Enquanto a máquina rodava, num vai-vem constante e a espera era a única certeza, o seu olhar rodava-me a cabeça, mais veloz que a centrifugação das roupas que começavam a escorrer. Por dentro, esvaía-me em incertezas, mas pouco fiz para não ceder. Depois, ali perto, num minúsculo apartamento que o tempo esqueceu, como um menino que a mãe leva pela mão,  tive de lhe pagar os soldos que a sua experiência exigiu. Um metro e oitenta e quatro de homem e setenta quilos de peso, transformou-se numa tocha de sexo, queimando-lhe o seu corpo mal amado.

4 comentários:

Anónimo disse...

kakakakak
Em que vc se meteu para ter uma roupa intima apresentável...

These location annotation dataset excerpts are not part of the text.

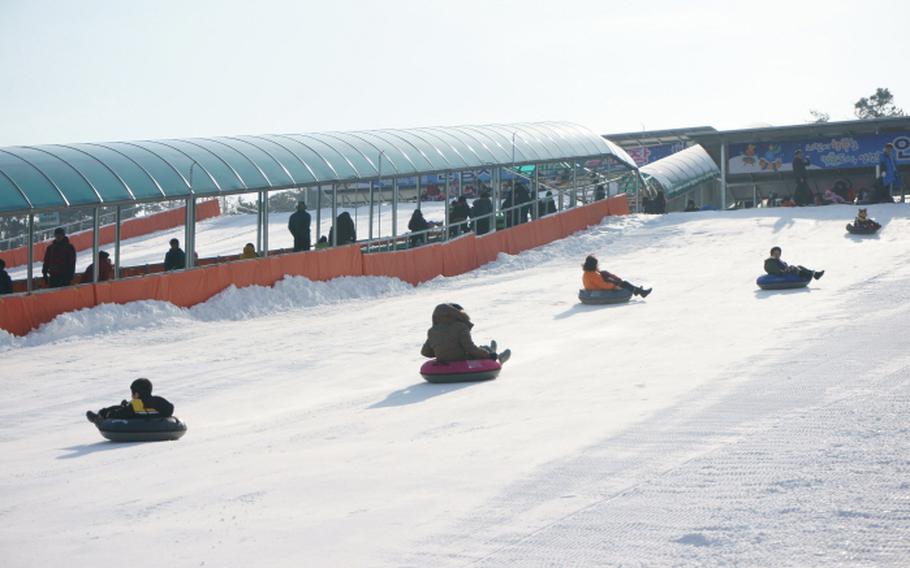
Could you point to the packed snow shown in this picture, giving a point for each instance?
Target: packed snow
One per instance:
(711, 424)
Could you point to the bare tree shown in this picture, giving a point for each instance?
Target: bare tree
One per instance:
(879, 105)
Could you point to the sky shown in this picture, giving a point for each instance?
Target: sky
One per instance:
(97, 70)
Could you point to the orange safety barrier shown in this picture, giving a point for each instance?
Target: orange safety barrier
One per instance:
(487, 247)
(19, 314)
(460, 255)
(130, 228)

"juizo era pouco, pois muito fazia mal"

SPUK

Anónimo disse...

"A crónica de um bom malandro"
Não deixes para amanhã o que podes fazer hoje...
E esta hem!!!

I.R.

Carla D'elvas disse...

isto é k era actividade ;)
muito bem. gostei!
fiquei encantada, com o teu bom coração ( q já sabia q tinhas!)... ajudar uma senhora é sempre muito bonito!
;)

Kim disse...

Olá minhas queridas!
Não sou nada um bom malandro! O Mário Zambujal é que era.
Acreditem que é muito complicado falar destas coisas.
Se fosse num livro relataria o que aconteceu a seguir. Aqui não posso fazê-lo. Pareceria que embandeirava um troféu.
Estou a passar por cima de muita coisa. A não ser assim, o blog assemelhar-se-ia a um manual da Kamasutra.
Respondendo à curiosidade da Spuk - a minha actividade principal é SEGUROS.
O meu filho Bruno é que está ligado às artes plásticas.